Os cordeiros da Páscoa

Quantas cabeças rolarão para segurar a do secretário de Estado Paulo Núncio?

Ainda só estamos na Quaresma, mas já há dois cordeiros da Páscoa. Nenhum foi servido em sacrifício para limpar os pecados do mundo, como relata João, no Velho Testamento, mas por uma causa bem mais prosaica: passar uma esponja pelos pecados do Governo no caso da lista VIP. O plano é canhestro, mas até agora eficaz.

Se houver muitos cordeiros para sacrificar, com sorte as demissões não atingem o executivo. Há dois dias saiu António Brigas Afonso, director-geral da Autoridade Tributária, ontem José Maria Pires, subdirector-geral da Justiça Tributária e Aduaneira, amanhã – quem sabe? – pedirá a exoneração o subdirector-geral dos Impostos, ou o director da Segurança Informática, ou o responsável pelo departamento de Auditoria Interna, todos sob a mira do Sindicato dos Trabalhadores dos Impostos, que os acusa de compactuar com práticas ilegais. O caso é grave. Sem rodeios, do que se trata é de o Estado assumir que só garante sigilo fiscal a um grupo restrito de cidadãos, o que, na prática, se traduz num tiro de canhão no Estado de direito democrático e num pontapé monumental na idoneidade da máquina fiscal. É por isso difícil entender que, por esta altura, o secretário de Estado dos Assuntos Fiscais continue a achar que tem condições para se manter em funções. Mesmo na hipótese, benigna, de Paulo Núncio ignorar que nos serviços sob a sua tutela está a ser desenvolvido um “mecanismo de alerta de determinados contribuintes e verificação da legalidade das respectivas consultas”, como diz Brigas Afonso na sua carta de demissão à ministra das Finanças, é evidente a sua responsabilidade política e óbvia a fragilidade da sua posição. Que confiança se pode ter num governante que não sabe o que se passa nos organismos sob a sua alçada? Quem garante daqui para a frente que, sob a responsabilidade máxima de Paulo Núncio, o fisco actua dentro da mais estrita legalidade?

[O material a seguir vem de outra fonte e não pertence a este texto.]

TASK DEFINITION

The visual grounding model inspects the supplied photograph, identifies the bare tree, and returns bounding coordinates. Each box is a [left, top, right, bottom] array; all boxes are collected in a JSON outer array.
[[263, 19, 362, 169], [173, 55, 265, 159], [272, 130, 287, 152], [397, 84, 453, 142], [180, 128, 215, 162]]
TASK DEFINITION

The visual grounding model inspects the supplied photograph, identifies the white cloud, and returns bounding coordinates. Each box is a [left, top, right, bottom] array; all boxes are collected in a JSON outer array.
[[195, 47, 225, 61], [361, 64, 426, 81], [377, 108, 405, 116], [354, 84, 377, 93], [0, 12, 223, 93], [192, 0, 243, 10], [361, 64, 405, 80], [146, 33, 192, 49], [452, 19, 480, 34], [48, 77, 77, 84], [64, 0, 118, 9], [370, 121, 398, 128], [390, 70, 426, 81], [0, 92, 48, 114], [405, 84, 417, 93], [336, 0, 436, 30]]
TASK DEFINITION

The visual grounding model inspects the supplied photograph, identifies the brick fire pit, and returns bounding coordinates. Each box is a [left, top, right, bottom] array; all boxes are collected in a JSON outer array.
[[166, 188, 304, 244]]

Mas nada pode minar mais a credibilidade e a consequente autoridade de um governante do que a existência de dúvidas sobre a sua actuação. Ora essa dúvida está instalada no caso do secretário de Estado dos Assuntos Fiscais, que teve em todo este processo uma actuação errática, contradizendo-se, dando garantias que não podia dar sobre o comportamento dos serviços e arrastando consigo o próprio primeiro-ministro e a titular das Finanças, que responderam politicamente pelo assunto baseados nas certezas de Núncio. A delicadeza da posição do governante é tal que nem o seu próprio partido, o CDS, se preocupou em assumir a sua defesa em sede do Parlamento, como aconteceu há dois dias quando o tema foi debatido no plenário. No momento em que a certeza sobre a existência de uma lista de protegidos das autoridades tributárias deixou de ser uma espécie de conto para crianças para grande parte da opinião pública, Paulo Núncio vai responder às perguntas dos deputados. Depois é esperar. Se sai ou se continuarão a rolar cabeças para segurar a sua.